2022年10月31日「小規模マンションの人気は低調?」
東京地裁開札トピックス(22.10.31日号)
小規模マンションの人気は低調?
中古マンションの価格はアットホームのデータによれば今年8月までで1都3県全エリアで14ヶ月上昇が続いている。競売市場でも高上乗せ率での競落が目立っている。
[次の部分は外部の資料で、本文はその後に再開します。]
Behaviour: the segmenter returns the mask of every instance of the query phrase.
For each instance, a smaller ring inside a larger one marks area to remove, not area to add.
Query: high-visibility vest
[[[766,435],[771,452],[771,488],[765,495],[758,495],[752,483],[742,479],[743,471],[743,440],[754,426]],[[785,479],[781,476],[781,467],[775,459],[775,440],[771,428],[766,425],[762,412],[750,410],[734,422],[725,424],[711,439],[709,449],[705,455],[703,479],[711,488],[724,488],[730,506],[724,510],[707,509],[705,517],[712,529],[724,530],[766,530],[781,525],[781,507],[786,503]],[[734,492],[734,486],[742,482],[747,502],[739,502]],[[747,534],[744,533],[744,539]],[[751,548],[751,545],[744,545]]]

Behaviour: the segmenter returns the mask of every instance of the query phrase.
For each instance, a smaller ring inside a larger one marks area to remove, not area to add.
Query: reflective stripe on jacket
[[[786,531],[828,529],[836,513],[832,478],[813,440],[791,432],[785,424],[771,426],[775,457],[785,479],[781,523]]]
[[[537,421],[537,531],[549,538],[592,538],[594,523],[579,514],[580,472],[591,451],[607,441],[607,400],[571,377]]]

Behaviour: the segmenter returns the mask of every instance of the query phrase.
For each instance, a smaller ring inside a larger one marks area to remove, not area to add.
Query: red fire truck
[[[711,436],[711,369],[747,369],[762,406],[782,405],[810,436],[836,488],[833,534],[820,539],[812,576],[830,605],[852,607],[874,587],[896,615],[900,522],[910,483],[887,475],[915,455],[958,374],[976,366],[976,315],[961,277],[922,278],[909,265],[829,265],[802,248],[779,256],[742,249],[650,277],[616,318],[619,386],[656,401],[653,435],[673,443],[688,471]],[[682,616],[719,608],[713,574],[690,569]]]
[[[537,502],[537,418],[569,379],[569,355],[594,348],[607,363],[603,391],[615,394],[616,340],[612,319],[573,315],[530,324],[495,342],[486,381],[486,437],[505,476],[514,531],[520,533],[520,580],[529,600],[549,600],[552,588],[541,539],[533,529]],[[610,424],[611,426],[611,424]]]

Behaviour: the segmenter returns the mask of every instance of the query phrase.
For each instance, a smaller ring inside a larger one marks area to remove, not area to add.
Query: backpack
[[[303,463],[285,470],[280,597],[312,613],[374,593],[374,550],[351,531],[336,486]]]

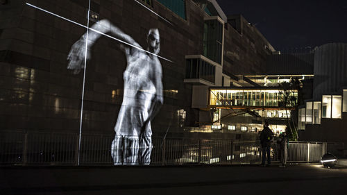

そんな中ファミリーマンションであるにも拘わらず売却基準価額に対し3%未満で競落された物件があった。その物件は西武新宿線「上井草」駅から徒歩約12分に立地する築31年の専有面積約26坪の3LDKの部屋である。このマンション大手(三井不動産)分譲ながら総戸数は14戸と小規模なマンションである。所有者居住であり、また滞納管理費等も現況調査時点では無く、さらに室内も現況調査報告書の添付写真を見る限りでは損傷が見られない。再販業者としては取り組みやすい物件と言える。しかし結果は売却基準価額4478万円に対し、入札は5本に止まり、先述の通り売却基準価額の約3%上乗せの4600万円にて落札されていった。この低水準落札の原因は1つに評価書において売却基準価額設定にあたり価格補正として40%を上乗せしたことがある。しかし、レインズにおける成約事例などでは専有面積坪単価は160万~180万円と考えられる、とすれば市場価格は4200~4680万円になり、売却基準価額には割安感が無い。つまり市場に対して大きい評価書の価格補正があったようだ。もう一つは駅からの距離とマンションの規模が魅力に乏しいのかもしれない。徒歩10分以上で、総戸数14戸と小規模で共用部分も簡素であることから再販業者の強気の入札が無かったと考えられる。